Strengthening Democratic Institution
Strengthening Democratic Institutions Project
John F. Kennedy School of Government

March, 1997

I. Basic Realities in Moscow

The Russian Government’s attempt to solve the Chechen problem militarily was a mistake––according to the overwhelming consensus of the politically active in Moscow. As Russian President Boris Yeltsin stated in an October 1995 press conference in the Kremlin: “This is the biggest disappointment of my entire presidency ... I think we may agree with the criticism of Western states that use of force could have been avoided.” The issue, therefore, is: having stumbled into a blind alley and paid significant costs how can Moscow extricate itself?

President Boris Yeltsin has stated repeatedly his own judgment that he can not be reelected in June 1996 if the war continues in Chechnya. On some occasions his dominant concern appears to be his fear that withdrawing the Russian troops from Chechnya will lead to a slaughterhouse.” At other moments, he is clearly searching for a compromise, in the absence of which he believes his government will be rejected on June 16.

In February and March he created three commissions under the Russian Government, the Presidential Council and the Presidential Administration to analyze solutions to the war. Most recently (as of this writing), on March 15, after a meeting of the Russian Security Council to discuss final proposals, President Yeltsin asserted that a solution had been found but that no details would be made public until later this month.
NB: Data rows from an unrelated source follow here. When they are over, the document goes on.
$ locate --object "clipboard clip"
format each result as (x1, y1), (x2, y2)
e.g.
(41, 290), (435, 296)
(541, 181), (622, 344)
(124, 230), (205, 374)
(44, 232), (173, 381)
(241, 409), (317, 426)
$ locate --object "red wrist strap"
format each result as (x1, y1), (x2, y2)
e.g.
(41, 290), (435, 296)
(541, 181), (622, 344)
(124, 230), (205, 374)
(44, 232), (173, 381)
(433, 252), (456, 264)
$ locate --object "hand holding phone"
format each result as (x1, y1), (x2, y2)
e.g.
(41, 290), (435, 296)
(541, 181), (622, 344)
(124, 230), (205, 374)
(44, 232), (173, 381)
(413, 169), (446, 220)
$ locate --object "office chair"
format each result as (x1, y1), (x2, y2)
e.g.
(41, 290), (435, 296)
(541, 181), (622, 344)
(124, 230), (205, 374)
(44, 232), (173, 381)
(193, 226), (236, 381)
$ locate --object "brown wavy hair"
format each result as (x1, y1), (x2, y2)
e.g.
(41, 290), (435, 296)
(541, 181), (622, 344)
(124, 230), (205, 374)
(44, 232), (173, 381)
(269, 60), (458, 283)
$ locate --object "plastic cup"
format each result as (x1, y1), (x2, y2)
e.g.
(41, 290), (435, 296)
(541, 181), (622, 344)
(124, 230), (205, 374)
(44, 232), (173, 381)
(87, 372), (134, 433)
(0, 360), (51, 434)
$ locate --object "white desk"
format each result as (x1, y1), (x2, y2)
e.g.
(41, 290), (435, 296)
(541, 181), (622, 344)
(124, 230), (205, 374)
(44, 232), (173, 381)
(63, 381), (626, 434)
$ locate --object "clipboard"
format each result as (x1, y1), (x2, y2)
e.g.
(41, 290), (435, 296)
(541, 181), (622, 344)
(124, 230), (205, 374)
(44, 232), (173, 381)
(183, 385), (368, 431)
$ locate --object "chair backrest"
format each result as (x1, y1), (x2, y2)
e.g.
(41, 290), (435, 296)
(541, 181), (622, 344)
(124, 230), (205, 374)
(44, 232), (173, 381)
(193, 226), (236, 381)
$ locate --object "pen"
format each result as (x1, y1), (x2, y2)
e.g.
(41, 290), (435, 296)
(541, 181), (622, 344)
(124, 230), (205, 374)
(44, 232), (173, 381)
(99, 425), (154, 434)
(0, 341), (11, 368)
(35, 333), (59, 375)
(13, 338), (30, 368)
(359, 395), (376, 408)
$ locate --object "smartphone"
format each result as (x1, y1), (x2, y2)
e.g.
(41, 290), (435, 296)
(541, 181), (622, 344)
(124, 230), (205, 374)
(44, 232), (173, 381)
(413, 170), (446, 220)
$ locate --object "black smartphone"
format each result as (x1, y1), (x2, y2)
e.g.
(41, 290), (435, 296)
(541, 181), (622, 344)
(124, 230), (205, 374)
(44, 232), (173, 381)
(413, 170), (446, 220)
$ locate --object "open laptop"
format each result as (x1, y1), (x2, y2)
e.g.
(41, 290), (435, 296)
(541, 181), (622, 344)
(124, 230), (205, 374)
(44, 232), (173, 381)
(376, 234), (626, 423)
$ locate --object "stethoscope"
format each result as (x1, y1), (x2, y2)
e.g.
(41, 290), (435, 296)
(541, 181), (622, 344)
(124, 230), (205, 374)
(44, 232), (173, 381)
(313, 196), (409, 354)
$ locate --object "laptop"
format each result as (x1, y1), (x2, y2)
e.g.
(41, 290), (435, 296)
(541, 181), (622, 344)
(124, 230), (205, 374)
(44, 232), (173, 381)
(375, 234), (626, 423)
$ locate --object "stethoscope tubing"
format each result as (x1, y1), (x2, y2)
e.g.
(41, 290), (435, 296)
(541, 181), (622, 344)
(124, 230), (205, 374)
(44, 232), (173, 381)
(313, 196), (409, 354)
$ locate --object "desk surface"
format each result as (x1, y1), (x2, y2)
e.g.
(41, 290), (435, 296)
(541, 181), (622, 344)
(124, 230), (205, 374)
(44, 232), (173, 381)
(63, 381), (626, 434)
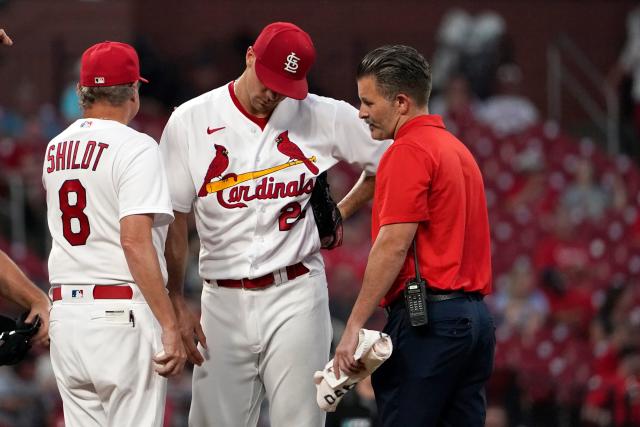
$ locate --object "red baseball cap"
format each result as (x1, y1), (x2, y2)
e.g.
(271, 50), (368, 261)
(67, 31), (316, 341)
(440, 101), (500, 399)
(253, 22), (316, 99)
(80, 41), (149, 87)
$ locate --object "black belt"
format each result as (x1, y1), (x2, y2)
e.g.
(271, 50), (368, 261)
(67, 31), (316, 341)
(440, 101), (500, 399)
(385, 290), (484, 313)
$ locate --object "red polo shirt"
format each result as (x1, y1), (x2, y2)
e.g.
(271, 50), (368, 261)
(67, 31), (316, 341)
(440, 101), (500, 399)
(371, 115), (491, 306)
On March 19 a Presidential spokesman announced that this “secret” plan approved by the Security Council was already underway in Chechnya.

The creation of a series of competing commissions suggests an intense, sometimes frantic, search for a solution. In the noise around the search one can make out two powerful opposing tendencies. On the one hand, one group clearly prefers negotiations––including with Dudaev––to reach some conclusion that will leave Chechnya within the Russian Federation. On the other hand, the “Power Ministries” and those forces entangled with responsibility for the course of the war appear intent on achieving a military solution.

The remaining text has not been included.